2. The appellants are engaged in providing Customs House Agent services to various clients in clearing export/import consignments. During the course of providing such service, they incurred various expenses like documentation charges, examination charges, communication and courier charges, crane charges, etc. These expenditures were reimbursed by the clients to the appellant. Revenue entertained a view that all these considerations are to be added for taxable value and service tax should be discharged on such gross value. Accordingly, proceedings were initiated to recover the short paid service tax, which resulted in confirmation of various service tax amounts for the period April, 2005 to March, 2007.

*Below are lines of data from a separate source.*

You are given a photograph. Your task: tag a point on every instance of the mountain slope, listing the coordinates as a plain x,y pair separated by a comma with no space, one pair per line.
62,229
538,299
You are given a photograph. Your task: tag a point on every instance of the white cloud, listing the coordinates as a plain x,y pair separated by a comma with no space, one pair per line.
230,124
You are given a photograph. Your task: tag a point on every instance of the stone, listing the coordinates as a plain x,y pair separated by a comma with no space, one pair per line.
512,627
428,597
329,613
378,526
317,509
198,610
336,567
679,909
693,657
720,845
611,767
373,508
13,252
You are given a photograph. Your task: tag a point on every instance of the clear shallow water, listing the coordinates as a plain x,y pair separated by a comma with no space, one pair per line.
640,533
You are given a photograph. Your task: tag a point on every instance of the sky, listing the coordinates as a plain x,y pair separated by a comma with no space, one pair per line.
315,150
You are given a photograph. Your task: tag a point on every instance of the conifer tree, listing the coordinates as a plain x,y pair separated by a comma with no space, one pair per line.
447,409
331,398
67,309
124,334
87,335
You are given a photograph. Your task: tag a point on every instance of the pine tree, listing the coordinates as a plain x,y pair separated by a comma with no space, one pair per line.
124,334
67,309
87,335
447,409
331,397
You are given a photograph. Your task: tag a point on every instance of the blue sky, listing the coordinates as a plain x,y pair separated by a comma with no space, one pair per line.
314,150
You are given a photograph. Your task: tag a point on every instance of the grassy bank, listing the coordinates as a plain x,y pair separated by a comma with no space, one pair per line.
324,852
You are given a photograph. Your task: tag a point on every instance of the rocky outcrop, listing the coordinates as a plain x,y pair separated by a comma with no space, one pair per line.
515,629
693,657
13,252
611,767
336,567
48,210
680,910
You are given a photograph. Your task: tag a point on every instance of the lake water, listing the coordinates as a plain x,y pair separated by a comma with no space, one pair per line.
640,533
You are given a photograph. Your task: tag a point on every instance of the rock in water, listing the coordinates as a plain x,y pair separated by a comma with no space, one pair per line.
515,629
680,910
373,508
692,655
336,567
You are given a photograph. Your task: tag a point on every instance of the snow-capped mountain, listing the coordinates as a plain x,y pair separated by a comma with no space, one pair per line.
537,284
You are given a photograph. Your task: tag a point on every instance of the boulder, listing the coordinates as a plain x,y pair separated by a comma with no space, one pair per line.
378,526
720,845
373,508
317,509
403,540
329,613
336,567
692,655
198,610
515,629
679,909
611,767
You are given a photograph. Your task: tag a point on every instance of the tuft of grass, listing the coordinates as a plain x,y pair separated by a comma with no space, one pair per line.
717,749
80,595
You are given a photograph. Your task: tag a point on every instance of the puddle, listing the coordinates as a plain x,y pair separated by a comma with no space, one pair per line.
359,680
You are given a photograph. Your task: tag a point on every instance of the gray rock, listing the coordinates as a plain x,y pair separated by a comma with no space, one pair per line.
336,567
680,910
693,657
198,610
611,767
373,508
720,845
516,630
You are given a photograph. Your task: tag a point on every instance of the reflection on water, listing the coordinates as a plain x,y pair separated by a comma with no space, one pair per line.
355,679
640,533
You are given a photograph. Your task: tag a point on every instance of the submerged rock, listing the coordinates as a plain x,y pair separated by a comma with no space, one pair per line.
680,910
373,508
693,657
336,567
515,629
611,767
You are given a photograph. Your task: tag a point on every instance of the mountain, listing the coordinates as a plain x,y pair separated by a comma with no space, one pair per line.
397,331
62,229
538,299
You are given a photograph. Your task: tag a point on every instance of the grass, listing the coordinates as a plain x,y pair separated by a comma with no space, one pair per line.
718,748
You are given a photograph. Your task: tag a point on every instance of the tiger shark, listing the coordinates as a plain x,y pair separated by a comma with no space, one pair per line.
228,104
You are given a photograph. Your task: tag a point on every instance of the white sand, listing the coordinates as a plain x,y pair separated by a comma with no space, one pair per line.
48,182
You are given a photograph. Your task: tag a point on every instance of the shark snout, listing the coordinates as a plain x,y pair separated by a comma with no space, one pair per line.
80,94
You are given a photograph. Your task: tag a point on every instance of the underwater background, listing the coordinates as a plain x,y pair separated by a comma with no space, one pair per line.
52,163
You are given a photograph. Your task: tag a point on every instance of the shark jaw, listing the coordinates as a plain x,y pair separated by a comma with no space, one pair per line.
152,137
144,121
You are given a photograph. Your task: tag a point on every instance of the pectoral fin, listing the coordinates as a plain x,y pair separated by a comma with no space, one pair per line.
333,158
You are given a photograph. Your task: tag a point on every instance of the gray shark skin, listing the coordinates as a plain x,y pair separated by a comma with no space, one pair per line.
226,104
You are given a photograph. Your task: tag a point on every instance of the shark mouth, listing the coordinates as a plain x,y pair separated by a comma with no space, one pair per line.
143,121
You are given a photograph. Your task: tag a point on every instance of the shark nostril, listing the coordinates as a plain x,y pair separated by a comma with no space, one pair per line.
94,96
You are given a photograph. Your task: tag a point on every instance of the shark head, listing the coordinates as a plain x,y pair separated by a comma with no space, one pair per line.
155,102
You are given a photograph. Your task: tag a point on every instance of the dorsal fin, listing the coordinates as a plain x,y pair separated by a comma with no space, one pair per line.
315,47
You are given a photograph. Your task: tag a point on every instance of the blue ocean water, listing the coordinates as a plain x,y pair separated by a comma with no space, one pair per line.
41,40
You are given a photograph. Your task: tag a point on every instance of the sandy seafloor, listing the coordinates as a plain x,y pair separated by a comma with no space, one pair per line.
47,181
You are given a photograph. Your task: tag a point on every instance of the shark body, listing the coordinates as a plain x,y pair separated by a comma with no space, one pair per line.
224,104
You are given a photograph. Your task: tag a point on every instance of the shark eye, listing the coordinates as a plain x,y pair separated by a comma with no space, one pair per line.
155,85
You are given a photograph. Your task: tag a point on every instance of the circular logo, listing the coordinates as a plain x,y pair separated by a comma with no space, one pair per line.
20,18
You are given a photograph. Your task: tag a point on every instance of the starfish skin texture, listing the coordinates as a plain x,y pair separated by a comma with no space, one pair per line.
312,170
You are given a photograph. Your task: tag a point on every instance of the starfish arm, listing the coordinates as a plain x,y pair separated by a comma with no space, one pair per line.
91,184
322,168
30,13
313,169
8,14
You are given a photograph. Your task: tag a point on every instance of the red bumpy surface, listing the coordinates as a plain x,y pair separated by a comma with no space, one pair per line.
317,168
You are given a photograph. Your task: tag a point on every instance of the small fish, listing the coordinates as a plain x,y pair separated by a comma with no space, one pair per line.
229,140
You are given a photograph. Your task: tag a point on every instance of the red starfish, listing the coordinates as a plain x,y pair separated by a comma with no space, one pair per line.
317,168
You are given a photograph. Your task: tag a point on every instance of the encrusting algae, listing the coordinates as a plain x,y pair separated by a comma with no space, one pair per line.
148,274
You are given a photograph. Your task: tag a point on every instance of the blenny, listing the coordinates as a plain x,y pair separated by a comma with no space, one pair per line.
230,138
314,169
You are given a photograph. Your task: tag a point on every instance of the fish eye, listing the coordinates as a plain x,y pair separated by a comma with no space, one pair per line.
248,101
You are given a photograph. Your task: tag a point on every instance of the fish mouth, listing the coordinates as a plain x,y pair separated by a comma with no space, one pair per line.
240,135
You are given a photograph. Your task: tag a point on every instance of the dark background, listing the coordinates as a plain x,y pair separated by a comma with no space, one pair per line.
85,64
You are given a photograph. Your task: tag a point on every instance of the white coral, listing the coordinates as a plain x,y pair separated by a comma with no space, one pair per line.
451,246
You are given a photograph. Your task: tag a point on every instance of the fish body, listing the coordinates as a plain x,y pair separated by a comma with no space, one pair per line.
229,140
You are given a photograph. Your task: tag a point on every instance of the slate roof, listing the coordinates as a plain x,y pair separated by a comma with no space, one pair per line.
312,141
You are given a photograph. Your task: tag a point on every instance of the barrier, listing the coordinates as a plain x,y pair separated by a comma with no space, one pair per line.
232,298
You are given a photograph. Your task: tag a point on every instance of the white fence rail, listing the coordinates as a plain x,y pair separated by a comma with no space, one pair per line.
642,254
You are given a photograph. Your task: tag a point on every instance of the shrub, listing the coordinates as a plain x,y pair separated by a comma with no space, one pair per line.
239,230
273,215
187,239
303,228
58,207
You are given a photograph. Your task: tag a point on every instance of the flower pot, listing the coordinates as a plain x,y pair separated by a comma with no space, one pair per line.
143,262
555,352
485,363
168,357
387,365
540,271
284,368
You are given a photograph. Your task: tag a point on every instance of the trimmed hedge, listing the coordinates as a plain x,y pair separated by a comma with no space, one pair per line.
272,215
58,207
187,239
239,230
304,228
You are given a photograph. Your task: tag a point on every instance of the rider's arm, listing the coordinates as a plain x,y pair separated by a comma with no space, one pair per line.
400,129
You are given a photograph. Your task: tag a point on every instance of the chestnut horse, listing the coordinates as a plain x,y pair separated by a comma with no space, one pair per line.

3. Ld. Counsel for the appellant submitted that they incur these various expenses connected to their services as CHA and these are paid by the clients. Service tax is not payable on such reimbursable expenditure as held by the Honble Delhi High Court in the case of Intercontinental Consultants & Technocrats Pvt. Ltd. Vs Union of India - 2013 (29) STR 9 (Delhi). In fact, the Honble Delhi High Court held that by including the expenditure and costs in the taxable value, Rule 5(1) of Service Tax Valuation Rules goes beyond the Charging Section of the Finance Act, 1994. The said Rule was held ultra vires of the Act. He also submitted that the Tribunal in various cases, including their own case for the earlier period, held that such expenditure cannot be included in the taxable value.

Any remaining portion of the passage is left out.